On sait que la crèche fut inventée, au XIIIème siècle par Saint-François d'Assise, et se développa ensuite en Europe. On connaît la tradition provençale des santons. De fait, la crèche niçoise, ou presèpi, qui trônait à l'année dans tous les foyers, parfois protégée sous un globe de verre, est moins spectaculaire que la crèche provençale et ses dizaines de santons. Elle se rapproche de la crèche originelle, ne se composant que de l'Enfant Jésus, Joseph, Marie, le boeuf et l'âne. De même, ses sujets ne sont pas en argile, comme les santons provençaux, mais en bois, en carton-pâte ou, pour les plus délicats, en cire. Cette crèche fit aussi l'objet d'une autre mise en scène.

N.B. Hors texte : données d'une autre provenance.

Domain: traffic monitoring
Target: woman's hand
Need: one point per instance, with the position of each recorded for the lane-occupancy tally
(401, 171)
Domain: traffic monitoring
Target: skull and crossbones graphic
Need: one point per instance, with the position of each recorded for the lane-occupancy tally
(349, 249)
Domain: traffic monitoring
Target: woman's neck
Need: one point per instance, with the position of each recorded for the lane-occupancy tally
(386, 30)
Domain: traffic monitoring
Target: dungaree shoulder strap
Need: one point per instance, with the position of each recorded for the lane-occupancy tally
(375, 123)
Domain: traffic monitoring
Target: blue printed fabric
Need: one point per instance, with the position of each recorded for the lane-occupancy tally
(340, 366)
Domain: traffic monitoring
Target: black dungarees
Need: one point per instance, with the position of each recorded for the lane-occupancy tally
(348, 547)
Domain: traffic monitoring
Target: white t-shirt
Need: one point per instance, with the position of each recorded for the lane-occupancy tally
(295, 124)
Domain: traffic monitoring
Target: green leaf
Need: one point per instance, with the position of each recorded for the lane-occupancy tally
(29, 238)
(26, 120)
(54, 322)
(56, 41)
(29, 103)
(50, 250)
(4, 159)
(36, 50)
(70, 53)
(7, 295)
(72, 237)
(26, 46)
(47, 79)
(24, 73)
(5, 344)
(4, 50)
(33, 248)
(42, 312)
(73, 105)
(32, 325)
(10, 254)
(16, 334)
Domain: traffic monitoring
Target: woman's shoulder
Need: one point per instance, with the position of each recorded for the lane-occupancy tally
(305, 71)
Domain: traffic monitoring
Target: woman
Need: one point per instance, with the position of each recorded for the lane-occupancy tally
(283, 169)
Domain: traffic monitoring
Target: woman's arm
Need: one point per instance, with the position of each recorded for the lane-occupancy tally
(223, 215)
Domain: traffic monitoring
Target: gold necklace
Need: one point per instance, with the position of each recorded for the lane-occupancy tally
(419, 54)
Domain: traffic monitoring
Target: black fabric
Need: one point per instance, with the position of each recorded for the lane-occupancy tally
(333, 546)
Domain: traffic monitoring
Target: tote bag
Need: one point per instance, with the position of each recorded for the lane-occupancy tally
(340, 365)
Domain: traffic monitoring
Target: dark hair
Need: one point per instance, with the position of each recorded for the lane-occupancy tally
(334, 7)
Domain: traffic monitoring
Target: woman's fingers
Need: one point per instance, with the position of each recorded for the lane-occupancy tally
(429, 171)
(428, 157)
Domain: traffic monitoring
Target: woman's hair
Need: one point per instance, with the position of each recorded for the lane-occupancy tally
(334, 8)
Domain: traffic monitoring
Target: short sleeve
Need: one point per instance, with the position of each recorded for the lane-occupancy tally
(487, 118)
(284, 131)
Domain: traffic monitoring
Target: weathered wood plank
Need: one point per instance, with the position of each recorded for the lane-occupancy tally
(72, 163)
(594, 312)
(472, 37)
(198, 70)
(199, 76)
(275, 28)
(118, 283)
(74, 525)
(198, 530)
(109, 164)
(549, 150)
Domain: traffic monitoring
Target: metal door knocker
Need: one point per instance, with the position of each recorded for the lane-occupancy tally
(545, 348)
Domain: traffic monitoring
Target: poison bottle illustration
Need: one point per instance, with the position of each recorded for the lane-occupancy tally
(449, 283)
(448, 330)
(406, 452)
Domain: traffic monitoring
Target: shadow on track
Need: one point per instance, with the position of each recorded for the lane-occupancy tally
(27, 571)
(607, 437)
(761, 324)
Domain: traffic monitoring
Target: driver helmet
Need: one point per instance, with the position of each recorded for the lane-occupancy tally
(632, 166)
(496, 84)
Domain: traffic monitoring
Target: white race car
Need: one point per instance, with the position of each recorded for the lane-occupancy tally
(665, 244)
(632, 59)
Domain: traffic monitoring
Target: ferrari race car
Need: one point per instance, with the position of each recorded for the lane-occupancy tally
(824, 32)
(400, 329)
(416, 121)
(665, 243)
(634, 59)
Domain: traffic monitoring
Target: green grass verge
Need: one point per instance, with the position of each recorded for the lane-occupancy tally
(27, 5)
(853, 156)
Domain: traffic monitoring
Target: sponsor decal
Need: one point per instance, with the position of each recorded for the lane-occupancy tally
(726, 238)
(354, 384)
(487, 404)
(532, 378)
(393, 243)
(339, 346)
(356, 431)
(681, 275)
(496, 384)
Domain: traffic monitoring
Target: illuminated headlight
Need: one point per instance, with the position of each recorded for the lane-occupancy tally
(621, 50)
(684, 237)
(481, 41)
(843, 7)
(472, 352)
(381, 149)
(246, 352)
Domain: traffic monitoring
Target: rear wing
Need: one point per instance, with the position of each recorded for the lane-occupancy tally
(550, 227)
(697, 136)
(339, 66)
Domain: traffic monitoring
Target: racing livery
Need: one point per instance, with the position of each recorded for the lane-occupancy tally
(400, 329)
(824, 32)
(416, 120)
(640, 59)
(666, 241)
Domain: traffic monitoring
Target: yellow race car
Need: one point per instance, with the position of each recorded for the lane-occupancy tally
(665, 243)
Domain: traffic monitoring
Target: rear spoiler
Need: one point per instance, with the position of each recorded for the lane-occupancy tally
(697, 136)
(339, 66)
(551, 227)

Une histoire mise en scène.

On l'a dit, le théâtre moderne est aussi né des mystères et autres Passions, spectacles religieux édifiants donnés depuis le Moyen-âge. Dans le midi de la France, le temps de Noël donne lieu à des spectacles de ce type, au moins depuis le XVIlème siècle, les pastorales.
Une intrigue commune, des personnages identifiés en donnent le même fond. Les types de la société du temps (bergers, marchands, gens dit peuple, notables) reçoivent la nouvelle de la naissance et se rendent sur le lieu de l'évènement. Ce pèlerinage déjoue les ruses du Diable et efface les défauts et les querelles de tous, réconciliés autour du berceau.
Traduisant concrètement le temps de paix de Noël, la pastorale est jouée et chantée par les habitants du village ou de la ville en Provence.
A Nice, elle est interprétée par des marionnettes, dans des castelets improvisés dans de nombreux lieux publics, tout au long des deux derniers siècles. Ce n'est qu'au début du XXème siècle que Jouan Nicola la développera, lui donnant ce titre de "Presèpi nissart" et la transformant en une sorte de vaudeville bon enfant, dont la dimension sacrée s'efface souvent au profit de l'anecdote quotidienne, mais en la transcendant finalement.
Francis Gag, à son tour, reprit le principe de cette marche initiatique dans ses deux pièces, "Calèna" et "La Marche à la Crèche" et la troupe de Raoul Nathiez "Lou Rodou Nissart" présente une nouvelle adaptation du "Presèpi"'.
De nos jours, à Lucéram ou à l'Escarêne, on joue encore dans l'égIise la pastorale, ou tout au moins l'Ouferta, c'est à dire l'offrande à l'Enfant des cadeaux des habitants, produits du terroir et autres objets familiers.


Des gestes et des repas.

Le temps de Noël est enfin, aussi, celui des gestes symboliques du retour de la lumière. Traditionnellement, dans le temps de l'Avent, on devait nettoyer maisons, bergeries, écuries et étables, renouveler mobilier et ustensiles, et achever ce cycle par un geste symbolique. Le soir du 24 décembre, dans la cheminée, on éteint le feu ancien. L'ainé de la famille donne au plus jeune enfant un tison pour rallumer un feu nouveau, avec des bûches de bois fruitier, et l'asperge de quelques gouttes de vin. C'est le cacha-fuec, expression devenue synonyme de réveillon.
Ce soir là, bien-sûr, on fait repas maigre, lou gros soupà sans viande, avec morue à l'aigre-douce ou ravioli maigres aux herbes. Puis on se rend à la messe de minuit, en n'oubliant pas de relever les coins des trois nappes superposées sur la table, afin que les diables ne s'y accrochent pas pour monter dévorer les treize desserts d'importation provençale, que I'on dégustera au retour. Le lendemain enfin, le déjeuner fera une large place aux viandes de toute sorte, singulièrement les boudins et l'agneau.


Ainsi, rythmé de gestes et de mots antiques et simples, se dévide le fil du temps le Noël dans le comté de Nice.